# need potential backup in northwest ct



## all seasons (Nov 1, 2004)

i am new in the business and have several new contracts to which i am responsible for and at this time i have only one truck and have not been able to get myself a backup yet.if anyone has a decent,cheap backup or can lend support in emergency i would like to hear from you.can also run backup for someone who needs help.i am in torrington - winsted area of ct.


----------



## ChipsEarthWorks (Nov 25, 2003)

Where do you plow i live down on route8 let me know : where you plow and I might be able to help you out I am willing to drive if you are needing help pm me if you are interested :waving:


----------



## rob1325 (Jan 6, 2000)

I also in same boat. I may need more plowers for some of my contracts.

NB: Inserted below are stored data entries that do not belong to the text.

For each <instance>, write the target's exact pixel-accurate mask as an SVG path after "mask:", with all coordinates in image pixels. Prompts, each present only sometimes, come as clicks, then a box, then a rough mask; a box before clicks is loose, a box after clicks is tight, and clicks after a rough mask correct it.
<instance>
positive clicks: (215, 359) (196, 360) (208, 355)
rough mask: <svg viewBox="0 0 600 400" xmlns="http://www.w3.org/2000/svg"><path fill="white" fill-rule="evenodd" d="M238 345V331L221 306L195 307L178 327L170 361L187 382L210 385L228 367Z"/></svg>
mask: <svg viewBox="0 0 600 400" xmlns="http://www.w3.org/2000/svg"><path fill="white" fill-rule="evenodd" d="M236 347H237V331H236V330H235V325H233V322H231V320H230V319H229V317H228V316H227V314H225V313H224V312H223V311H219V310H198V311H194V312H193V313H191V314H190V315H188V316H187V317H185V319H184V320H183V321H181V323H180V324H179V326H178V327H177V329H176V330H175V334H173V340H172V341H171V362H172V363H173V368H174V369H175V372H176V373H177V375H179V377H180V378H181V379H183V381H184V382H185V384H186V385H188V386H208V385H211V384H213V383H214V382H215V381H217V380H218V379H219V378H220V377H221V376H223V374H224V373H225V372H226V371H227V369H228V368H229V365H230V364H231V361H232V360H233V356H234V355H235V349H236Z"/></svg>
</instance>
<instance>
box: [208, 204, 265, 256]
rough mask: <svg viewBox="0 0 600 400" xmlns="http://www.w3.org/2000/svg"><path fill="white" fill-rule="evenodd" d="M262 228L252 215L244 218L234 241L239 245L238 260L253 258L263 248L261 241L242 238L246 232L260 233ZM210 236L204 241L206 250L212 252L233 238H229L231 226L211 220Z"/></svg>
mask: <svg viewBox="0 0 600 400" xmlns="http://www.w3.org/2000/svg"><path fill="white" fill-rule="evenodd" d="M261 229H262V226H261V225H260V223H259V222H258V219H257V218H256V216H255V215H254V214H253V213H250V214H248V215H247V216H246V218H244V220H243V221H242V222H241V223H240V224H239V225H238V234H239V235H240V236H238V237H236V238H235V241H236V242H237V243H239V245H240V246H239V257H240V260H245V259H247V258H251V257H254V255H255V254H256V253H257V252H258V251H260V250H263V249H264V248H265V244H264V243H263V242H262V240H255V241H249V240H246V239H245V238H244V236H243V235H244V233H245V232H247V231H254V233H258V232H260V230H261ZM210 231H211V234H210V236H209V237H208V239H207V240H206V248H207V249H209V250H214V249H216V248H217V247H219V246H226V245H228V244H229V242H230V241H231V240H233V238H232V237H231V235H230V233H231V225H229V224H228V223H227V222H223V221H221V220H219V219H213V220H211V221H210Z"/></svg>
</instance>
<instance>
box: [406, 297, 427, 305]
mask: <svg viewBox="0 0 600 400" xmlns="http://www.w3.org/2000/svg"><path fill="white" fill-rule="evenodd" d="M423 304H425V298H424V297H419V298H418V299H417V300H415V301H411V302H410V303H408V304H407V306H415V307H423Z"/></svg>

If interested PM me, live near waterbury.


----------



## all seasons (Nov 1, 2004)

*re plowing help*

i live in winsted and i have accounts from the colebrook area down through winsted,torrington,burrville,harwinton,burlington i try to keep in a fairly close area.and i would also reciprocate if anyone needed my help.thanx for the response.for some reason i cant figure out how to pm you guys it tells me that i don't have access to that. rich


----------



## duh (Feb 8, 2004)

if you need help let me know, i have a couple of accounts in torrington and would be willing to help


----------